При расставании с Мэвис явно обозначилась взаимная обида. Ну, с этим покончено. «Я оказался не таким, каким она воображала, – думал Мэтью, – а она, несомненно, не такой, как воображал я, ну что ж, значит, такова наша судьба – обманываться, да и по заслугам. А настал час – и мы тут же согласились на разочарование». Слишком многого друг от друга ждали. Больше всего его угнетало, что он, по всей видимости, показался ей физически отталкивающим. Его охватила тоска по молодости, теперь, после стольких разочарований, кажущейся едва ли не романтической.
Мэвис была для него целью, к которой он стремился, но ничего не вышло, ничего не получилось, отчего вопрос, что делать дальше, стал еще более явным. Он вернулся сюда, на родину, потому что больше ничего не оставалось делать, он вернулся также и ради Остина. Но и с Остином потерпел неудачу. Поэтому, чтобы как-то убить время, он зачастил в клуб, где с Чарльзом Одмором и Джеффри Арбатнотом завязывал пустые разговоры о политике.
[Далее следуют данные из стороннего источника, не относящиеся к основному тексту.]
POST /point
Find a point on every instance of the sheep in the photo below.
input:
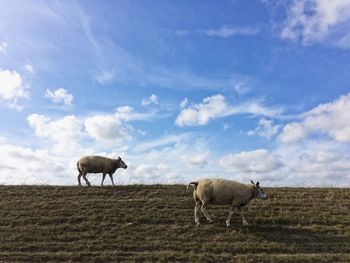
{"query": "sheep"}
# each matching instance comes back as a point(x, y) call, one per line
point(98, 164)
point(224, 192)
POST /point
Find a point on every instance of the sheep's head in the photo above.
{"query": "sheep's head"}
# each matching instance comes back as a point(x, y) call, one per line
point(121, 163)
point(260, 194)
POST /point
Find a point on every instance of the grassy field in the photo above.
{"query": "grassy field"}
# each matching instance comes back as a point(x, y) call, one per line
point(155, 223)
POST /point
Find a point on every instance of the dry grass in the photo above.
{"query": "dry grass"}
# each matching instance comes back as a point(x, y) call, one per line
point(155, 223)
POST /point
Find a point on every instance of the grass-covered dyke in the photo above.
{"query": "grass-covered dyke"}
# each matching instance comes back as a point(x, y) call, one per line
point(155, 223)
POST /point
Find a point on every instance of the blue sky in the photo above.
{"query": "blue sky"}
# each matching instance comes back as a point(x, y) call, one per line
point(179, 89)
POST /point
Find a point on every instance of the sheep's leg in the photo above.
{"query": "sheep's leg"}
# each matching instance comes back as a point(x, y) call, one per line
point(103, 178)
point(86, 180)
point(232, 211)
point(196, 210)
point(79, 176)
point(111, 176)
point(204, 211)
point(240, 211)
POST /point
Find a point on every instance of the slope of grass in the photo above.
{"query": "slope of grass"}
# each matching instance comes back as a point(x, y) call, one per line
point(155, 223)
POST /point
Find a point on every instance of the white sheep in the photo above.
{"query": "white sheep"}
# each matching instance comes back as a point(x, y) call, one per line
point(98, 164)
point(224, 192)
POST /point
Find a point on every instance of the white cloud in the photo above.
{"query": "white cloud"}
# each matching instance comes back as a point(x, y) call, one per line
point(230, 31)
point(60, 96)
point(241, 88)
point(265, 129)
point(216, 106)
point(106, 127)
point(155, 173)
point(184, 103)
point(332, 119)
point(113, 127)
point(104, 77)
point(200, 114)
point(3, 47)
point(199, 159)
point(21, 165)
point(12, 86)
point(65, 133)
point(292, 132)
point(153, 99)
point(257, 161)
point(316, 20)
point(161, 142)
point(29, 67)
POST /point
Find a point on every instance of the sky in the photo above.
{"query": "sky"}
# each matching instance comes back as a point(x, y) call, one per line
point(180, 90)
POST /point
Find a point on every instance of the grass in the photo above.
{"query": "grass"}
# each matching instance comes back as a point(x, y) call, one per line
point(142, 223)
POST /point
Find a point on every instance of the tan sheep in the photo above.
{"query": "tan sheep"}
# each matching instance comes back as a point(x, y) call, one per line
point(98, 164)
point(224, 192)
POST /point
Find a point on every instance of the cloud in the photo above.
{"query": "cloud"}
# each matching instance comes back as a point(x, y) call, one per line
point(316, 20)
point(265, 129)
point(29, 67)
point(184, 103)
point(60, 96)
point(216, 106)
point(106, 127)
point(12, 86)
point(3, 48)
point(198, 160)
point(229, 31)
point(200, 114)
point(22, 165)
point(65, 133)
point(104, 77)
point(161, 142)
point(155, 173)
point(114, 126)
point(257, 161)
point(331, 119)
point(153, 99)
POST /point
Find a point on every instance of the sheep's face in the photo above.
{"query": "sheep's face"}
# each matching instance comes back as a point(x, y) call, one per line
point(260, 194)
point(121, 163)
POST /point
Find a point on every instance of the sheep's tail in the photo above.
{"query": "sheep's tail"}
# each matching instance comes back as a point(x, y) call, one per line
point(193, 183)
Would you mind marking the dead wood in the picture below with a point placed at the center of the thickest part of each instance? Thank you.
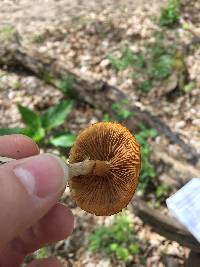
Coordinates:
(97, 93)
(164, 225)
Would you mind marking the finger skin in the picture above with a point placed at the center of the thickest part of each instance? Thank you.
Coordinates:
(19, 208)
(55, 226)
(17, 146)
(53, 262)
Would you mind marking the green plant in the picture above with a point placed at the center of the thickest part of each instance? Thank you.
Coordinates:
(121, 110)
(148, 172)
(118, 239)
(154, 64)
(7, 32)
(41, 253)
(40, 126)
(170, 14)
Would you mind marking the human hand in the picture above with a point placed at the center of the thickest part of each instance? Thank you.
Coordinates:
(29, 190)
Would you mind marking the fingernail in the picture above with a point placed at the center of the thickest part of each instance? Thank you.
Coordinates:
(42, 175)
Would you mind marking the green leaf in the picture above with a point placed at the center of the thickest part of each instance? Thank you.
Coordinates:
(36, 134)
(56, 115)
(64, 140)
(122, 253)
(7, 131)
(29, 117)
(134, 248)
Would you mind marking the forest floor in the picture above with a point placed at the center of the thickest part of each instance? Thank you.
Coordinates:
(82, 35)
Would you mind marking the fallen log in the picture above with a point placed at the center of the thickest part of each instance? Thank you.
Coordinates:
(102, 95)
(97, 93)
(164, 225)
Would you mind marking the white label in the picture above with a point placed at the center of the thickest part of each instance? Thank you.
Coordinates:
(185, 206)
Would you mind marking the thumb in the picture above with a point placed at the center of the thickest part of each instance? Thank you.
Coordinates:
(28, 189)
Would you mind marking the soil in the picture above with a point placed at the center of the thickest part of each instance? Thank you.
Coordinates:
(81, 34)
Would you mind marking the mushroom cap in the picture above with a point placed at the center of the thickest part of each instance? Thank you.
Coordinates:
(108, 194)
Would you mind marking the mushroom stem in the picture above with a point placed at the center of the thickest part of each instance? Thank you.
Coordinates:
(85, 167)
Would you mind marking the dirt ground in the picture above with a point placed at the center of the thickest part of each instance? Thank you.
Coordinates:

Симптомы приземленности нарастали в нем, как при бурно развивающейся болезни. Он жаждал развлечений, детективов, телевизора, выпивок, сплетен. Раз или два мелькнула мысль – не позвонить ли Каору? Но Каору не любит телефона, и разговор получился бы неловким, невежливым, оскорбляющим чувство собственного достоинства. Что можно сказать друг другу на таком расстоянии? Мэтью не хотел позориться перед Каору. Достоинство – это все, что у него осталось. Возможно, закончится все это тем, что он начнет писать мемуары.